Medication Management 

It is the process of ensuring that the patients receive the right medication at the right doses & at the right time. It involves several steps, including medication reconciliation, prescription, dispensing, administering, & monitoring. Electronic systems like Medication Administration Record (MAR) can be used for tracking medications that are being prescribed & administered to patients. These systems can help healthcare providers to monitor the use of the medication, identifying potential errors or/& drugs interaction with the patient, while ensuring that patients receive the right medications at the right time.

Conclusion

The combination of AI in medical care has introduced another time of clinical advancement. From upgrading clinical imaging investigation for exact determinations to enabling natural language processing to streamline patient records, AI is transforming the way healthcare is delivered. Clinical decision support systems provide tailored treatments, while remote patient monitoring ensures real-time care. In drug discovery, AI accelerates the identification of potential candidates.
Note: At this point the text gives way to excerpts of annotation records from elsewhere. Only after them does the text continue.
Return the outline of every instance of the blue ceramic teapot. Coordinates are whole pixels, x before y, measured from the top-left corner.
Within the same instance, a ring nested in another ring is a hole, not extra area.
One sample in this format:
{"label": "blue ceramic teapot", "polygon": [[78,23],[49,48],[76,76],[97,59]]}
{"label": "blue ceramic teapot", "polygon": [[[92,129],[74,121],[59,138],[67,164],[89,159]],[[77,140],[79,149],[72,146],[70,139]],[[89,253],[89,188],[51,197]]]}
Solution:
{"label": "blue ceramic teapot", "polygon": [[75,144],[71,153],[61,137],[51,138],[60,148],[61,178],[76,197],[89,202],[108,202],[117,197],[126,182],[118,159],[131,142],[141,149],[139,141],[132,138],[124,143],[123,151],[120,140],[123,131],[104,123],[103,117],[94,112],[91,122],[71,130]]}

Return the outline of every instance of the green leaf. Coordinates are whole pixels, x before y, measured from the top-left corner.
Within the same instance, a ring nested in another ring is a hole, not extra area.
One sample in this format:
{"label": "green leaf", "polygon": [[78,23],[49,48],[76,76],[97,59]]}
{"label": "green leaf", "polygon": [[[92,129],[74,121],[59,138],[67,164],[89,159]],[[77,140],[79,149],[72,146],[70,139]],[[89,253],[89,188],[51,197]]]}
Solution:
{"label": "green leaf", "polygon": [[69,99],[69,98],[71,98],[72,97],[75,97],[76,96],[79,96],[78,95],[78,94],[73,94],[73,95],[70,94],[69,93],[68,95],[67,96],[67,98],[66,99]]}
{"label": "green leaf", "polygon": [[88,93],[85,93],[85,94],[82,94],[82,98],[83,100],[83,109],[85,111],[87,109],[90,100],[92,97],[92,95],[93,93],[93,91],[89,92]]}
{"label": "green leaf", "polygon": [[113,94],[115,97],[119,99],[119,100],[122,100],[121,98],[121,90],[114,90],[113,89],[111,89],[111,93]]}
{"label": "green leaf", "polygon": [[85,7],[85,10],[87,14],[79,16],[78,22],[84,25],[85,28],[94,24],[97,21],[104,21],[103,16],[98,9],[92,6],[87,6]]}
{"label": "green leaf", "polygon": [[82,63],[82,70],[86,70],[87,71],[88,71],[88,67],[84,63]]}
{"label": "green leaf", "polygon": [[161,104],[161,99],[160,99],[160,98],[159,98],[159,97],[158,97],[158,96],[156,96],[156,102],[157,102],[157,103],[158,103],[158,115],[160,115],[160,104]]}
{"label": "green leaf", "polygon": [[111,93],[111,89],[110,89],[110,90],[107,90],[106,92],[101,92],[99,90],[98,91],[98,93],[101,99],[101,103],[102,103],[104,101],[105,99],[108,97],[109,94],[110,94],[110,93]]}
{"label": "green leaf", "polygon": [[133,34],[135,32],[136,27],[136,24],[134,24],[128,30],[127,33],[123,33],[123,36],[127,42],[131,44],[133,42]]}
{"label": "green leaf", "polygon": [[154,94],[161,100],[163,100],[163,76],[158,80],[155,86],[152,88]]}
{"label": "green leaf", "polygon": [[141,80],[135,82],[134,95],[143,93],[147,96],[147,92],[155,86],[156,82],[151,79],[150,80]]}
Chatbots offer 24/7 personalized assistance, and predictive analytics helps identify high-risk patients. Medication management and robotics further improve patient care. 

This technological revolution is not a replacement for medical professionals but a powerful ally in providing high-quality healthcare.

References 

  • Puaschunder, J.M., 2019. Artificial intelligence in the healthcare sector. Scientia Moralitas-International Journal of Multidisciplinary Research4(2), pp.1-14.
  • Shaheen, M.Y., 2021. Applications of Artificial Intelligence (AI) in healthcare: A review. ScienceOpen Preprints.
  • Kumar, A. and Joshi, S., 2022, March. Applications of AI in healthcare sector for enhancement of medical decision making and quality of service. In 2022 International Conference on Decision Aid Sciences and Applications (DASA) (pp. 37-41). IEEE.